In the penultimate letter, Skander gleefully reveals that the "photographic plates" (which have just been activated) are actually a form of consciousness-transfer device, and that his intent has always been to switch bodies with the human, thereby evading the balance of his prison sentence. His plan is to skip from body to body for the next thirty years, only returning to his own at the end of his sentence. He intends to maroon the human's consciousness in the last body he hijacks, contemptuously noting that this will be a beneficial trade, as humans are - by Aurigan standards - fairly short-lived.
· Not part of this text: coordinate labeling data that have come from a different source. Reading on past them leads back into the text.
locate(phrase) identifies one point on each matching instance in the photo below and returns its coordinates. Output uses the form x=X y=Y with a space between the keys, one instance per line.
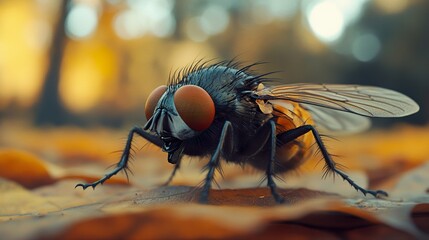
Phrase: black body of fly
x=246 y=126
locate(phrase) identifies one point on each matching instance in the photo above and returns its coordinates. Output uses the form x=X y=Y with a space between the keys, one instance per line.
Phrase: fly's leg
x=122 y=164
x=176 y=167
x=330 y=164
x=271 y=163
x=225 y=144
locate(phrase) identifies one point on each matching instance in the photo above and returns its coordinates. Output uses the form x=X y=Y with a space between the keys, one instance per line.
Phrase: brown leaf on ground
x=24 y=168
x=38 y=199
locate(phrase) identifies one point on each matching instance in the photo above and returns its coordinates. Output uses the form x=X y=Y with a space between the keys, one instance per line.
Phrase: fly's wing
x=338 y=122
x=332 y=105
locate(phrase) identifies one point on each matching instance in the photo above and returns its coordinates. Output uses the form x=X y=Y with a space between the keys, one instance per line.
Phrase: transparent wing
x=362 y=100
x=338 y=122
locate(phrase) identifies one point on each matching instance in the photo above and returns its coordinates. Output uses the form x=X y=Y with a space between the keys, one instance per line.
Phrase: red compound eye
x=152 y=100
x=195 y=107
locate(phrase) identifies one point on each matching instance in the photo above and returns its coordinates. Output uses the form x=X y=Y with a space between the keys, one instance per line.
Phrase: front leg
x=123 y=163
x=225 y=140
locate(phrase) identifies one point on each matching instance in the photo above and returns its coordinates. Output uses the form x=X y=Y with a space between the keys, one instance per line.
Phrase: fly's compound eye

The last letter is from the unnamed human - now occupying Skander's body - to Skander, now in the human's body. The human had immediately suspected that Skander had an ulterior motive and had taken the plates to Earth authorities, who analyzed them and uncovered their true purpose. However, the human voluntarily chose to see the scheme through. He drily notes that Skander will by now have discovered that the human body he has taken over has been paralyzed since birth and has a heart condition; he closes with the hope that Skander enjoys what little time he has left.